Two things about this stuff - it is really messy to make.  And it is insanely tasty.  It took over two hours to make and it was all gone in less than a day.

There are a few ways to do this - and in spite of the mess, we will be doing it again, but this was how we did it.

Deanna's Birthday Candy Sushi

Rice Krispie Sushi Rice:
10 cups Rice Krispies
15 oz marshmallow fluff
1/2 c. butter

Sushi filling and wraps:
Fruit Roll Ups
Twizzlers (in rainbow colors if you can find them)
Gummi worms
Fruit Gel candies
Swedish fish
any other brightly colored candies that catch your fancy

Melt the butter in a large sauce pan along with the marshmallow fluff.  When it is fully melted, about 5 minutes, remove from heat and mix in the Rice Krispies.

We approached the preparation of the Sushi Rice Krispy Treat mixture like this, but I'm not totally convinced it was the best way - we patted a rather thin layer of the mixture onto waxed paper, and kept doing this so that we had rectangles of the Rice Krispies stacked up and ready to roll.  Even so, by the time we got to the end of the stack, they were getting pretty hard to work with.  So alternative ideas are welcome!

Next, we set up our work station, taking one of our prepared Rice Krispie rectangles and laying out a line of candy and then rolling it up (jelly roll style), using the waxed paper to help hold it together.  Once it is completely wrapped around the candy, you want to cut off the log and apply some pressure to make sure it is tightly pressed in shape.  We found that each rectangle of Rice Krispies made about three logs.
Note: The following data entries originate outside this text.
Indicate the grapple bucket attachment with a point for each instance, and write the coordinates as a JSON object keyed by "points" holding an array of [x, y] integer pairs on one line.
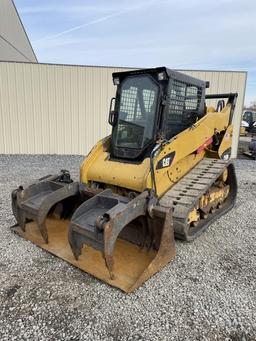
{"points": [[109, 236]]}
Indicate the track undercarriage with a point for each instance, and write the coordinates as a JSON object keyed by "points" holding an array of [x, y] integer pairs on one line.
{"points": [[120, 240]]}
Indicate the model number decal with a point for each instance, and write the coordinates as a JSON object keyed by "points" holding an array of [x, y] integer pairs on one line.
{"points": [[165, 161]]}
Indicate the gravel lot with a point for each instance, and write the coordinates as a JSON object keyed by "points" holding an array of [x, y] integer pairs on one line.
{"points": [[207, 293]]}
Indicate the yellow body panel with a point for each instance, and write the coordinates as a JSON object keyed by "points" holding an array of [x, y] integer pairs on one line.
{"points": [[137, 177]]}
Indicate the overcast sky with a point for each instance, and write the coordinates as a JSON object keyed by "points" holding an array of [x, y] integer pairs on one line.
{"points": [[189, 34]]}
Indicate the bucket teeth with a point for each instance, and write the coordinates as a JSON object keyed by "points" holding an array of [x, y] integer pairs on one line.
{"points": [[35, 201]]}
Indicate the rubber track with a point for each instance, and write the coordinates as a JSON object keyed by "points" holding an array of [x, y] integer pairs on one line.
{"points": [[184, 196]]}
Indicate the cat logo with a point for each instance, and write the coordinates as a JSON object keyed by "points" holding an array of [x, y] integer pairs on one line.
{"points": [[166, 161]]}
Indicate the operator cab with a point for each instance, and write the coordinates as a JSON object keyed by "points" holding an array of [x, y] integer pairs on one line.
{"points": [[152, 104]]}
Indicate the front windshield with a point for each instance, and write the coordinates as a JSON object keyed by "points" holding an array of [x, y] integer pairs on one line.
{"points": [[136, 114]]}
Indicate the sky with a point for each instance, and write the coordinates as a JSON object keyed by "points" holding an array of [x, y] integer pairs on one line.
{"points": [[179, 34]]}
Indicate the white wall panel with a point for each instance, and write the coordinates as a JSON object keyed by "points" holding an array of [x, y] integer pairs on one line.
{"points": [[48, 109]]}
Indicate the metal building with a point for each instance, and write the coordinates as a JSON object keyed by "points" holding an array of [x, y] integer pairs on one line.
{"points": [[14, 42], [63, 109]]}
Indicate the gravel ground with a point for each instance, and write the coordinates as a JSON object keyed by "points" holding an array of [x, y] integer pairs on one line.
{"points": [[207, 293]]}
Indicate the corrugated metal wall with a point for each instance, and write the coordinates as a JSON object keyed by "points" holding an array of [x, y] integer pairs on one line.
{"points": [[48, 109]]}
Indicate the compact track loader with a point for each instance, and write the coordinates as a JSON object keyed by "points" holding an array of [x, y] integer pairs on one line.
{"points": [[164, 172]]}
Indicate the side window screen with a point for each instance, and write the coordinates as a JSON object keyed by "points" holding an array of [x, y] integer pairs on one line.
{"points": [[175, 101], [191, 102], [182, 98]]}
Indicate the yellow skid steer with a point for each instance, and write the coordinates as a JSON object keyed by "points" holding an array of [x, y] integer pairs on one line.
{"points": [[164, 172]]}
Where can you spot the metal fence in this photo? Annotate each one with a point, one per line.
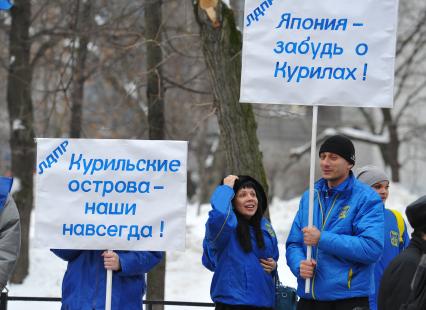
(5, 298)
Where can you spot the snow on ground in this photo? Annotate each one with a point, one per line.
(186, 279)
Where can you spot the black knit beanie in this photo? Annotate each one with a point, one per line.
(339, 145)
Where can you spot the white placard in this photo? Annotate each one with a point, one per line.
(111, 194)
(309, 52)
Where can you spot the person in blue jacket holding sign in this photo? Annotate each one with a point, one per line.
(346, 236)
(240, 246)
(396, 236)
(84, 283)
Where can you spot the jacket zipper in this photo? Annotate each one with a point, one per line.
(324, 221)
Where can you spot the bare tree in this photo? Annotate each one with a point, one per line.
(83, 26)
(221, 44)
(21, 123)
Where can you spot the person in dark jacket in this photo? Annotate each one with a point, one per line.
(240, 246)
(396, 236)
(396, 281)
(346, 236)
(84, 283)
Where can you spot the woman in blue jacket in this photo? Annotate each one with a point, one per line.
(240, 246)
(84, 283)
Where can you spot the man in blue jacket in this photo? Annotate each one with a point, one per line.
(396, 236)
(84, 283)
(346, 236)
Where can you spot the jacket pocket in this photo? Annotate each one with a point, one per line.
(350, 274)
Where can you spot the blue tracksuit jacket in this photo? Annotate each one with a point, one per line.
(392, 248)
(238, 278)
(350, 218)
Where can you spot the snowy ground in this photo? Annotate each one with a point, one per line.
(187, 279)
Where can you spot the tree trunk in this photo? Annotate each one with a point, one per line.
(21, 124)
(238, 8)
(221, 42)
(83, 26)
(155, 95)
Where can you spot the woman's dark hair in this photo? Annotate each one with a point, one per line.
(243, 227)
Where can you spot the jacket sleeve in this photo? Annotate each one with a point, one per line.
(10, 240)
(135, 263)
(367, 242)
(222, 220)
(67, 255)
(295, 249)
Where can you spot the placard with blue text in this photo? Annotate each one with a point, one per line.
(309, 52)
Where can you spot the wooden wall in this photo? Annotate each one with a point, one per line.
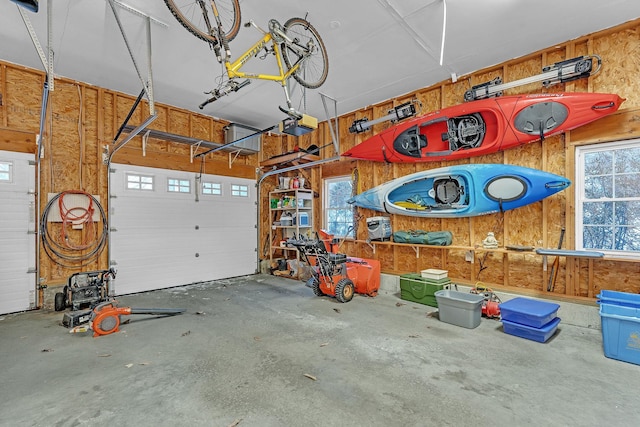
(83, 121)
(536, 225)
(79, 132)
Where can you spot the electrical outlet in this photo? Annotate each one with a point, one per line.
(468, 256)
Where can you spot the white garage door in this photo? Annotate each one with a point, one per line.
(165, 233)
(17, 232)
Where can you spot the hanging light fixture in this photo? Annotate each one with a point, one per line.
(444, 30)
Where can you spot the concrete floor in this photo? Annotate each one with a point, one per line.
(264, 351)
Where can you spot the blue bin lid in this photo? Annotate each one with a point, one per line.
(530, 307)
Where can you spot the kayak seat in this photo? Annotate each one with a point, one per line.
(410, 142)
(447, 191)
(464, 132)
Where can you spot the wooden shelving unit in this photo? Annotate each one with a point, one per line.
(296, 204)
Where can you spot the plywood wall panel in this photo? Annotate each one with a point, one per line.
(23, 98)
(620, 53)
(525, 271)
(429, 258)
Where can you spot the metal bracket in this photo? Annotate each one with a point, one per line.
(560, 72)
(235, 155)
(148, 84)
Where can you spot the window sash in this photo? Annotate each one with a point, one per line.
(6, 171)
(140, 182)
(337, 213)
(238, 190)
(212, 188)
(608, 198)
(176, 185)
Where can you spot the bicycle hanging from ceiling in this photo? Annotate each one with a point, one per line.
(296, 46)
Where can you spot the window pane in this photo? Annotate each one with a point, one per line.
(627, 185)
(178, 185)
(597, 237)
(597, 187)
(626, 213)
(627, 160)
(5, 171)
(627, 239)
(139, 182)
(214, 188)
(598, 163)
(338, 213)
(339, 193)
(609, 203)
(239, 190)
(598, 213)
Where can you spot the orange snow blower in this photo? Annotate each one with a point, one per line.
(334, 273)
(491, 302)
(105, 317)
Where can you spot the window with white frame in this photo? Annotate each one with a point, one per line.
(140, 182)
(212, 188)
(608, 198)
(175, 185)
(6, 171)
(238, 190)
(338, 214)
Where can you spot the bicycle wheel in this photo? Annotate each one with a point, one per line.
(201, 23)
(308, 50)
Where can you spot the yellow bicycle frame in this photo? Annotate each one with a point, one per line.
(233, 68)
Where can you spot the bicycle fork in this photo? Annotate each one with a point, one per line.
(230, 86)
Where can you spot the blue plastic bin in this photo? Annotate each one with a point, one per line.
(619, 298)
(529, 312)
(621, 332)
(535, 334)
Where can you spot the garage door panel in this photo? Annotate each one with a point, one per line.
(17, 237)
(169, 239)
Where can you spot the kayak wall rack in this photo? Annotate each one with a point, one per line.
(560, 72)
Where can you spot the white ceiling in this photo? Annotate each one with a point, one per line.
(378, 49)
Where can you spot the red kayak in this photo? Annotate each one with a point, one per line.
(485, 126)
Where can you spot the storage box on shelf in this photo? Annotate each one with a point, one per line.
(291, 215)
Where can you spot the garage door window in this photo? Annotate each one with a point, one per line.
(175, 185)
(239, 190)
(6, 172)
(140, 182)
(212, 188)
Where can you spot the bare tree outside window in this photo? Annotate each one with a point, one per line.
(609, 197)
(338, 214)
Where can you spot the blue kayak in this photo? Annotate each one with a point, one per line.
(461, 191)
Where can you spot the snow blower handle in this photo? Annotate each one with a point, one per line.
(157, 311)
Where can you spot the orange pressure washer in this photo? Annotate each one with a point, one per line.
(491, 302)
(334, 273)
(104, 319)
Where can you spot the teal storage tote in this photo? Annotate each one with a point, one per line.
(414, 287)
(621, 332)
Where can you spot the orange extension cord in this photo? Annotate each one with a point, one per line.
(77, 216)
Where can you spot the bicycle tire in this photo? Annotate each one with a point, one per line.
(314, 70)
(189, 14)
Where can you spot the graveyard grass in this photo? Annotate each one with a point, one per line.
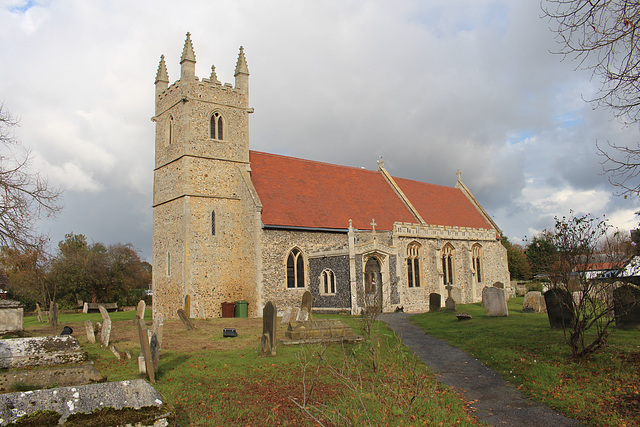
(602, 390)
(210, 380)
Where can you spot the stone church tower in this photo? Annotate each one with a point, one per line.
(206, 214)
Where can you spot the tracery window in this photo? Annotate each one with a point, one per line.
(295, 269)
(448, 264)
(216, 126)
(413, 265)
(476, 261)
(328, 282)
As soon as the log is pressed together, a fruit roll up is wrapped around the log to take the part of a sheet of nori.  Don't stress to much about color - the ones we used were two tone (blue and red, yellow and...something).  Don't get the fruit by the foot - that would be very slow and messy.  DO get a kid or someone who actually eats the stuff to handle peeling the fruit roll ups off their paper for you, because trying to do that after you just had your hands busy squeeze Rice Krispy Treats logs will not be pretty.  The fruit 'nori' really helps hold it all together...squeeze a bit more and then set it aside for a few minutes to really settle before slicing into sushi rolls.

That's about it, except you do this over and over again for a couple hours and every so often, a roll won't quite work out or you'll try something that really didn't do what you thought it would - like making a roll with the rice on the outside and having the whole thing turn into a sugary pile of badness.  But that's okay, because you get to eat your mistakes and they still taste insanely good.

If - like us - you make a lot of mistakes, about an hour after you're done you'll suddenly find yourself crashing into a massive sugar coma and needing a good nap.  With visions of sugarplums dancing in your head...
Next time I want to experiment with more shapes, come up with something to act as wasabi, and figure out some better way to handle the Rice Krispy Treat mixture.

I also plan to make a more grown up version of dessert sushi here soon, with sweetened *real rice* and fruit... I'm still deciding what I want for the nori for that.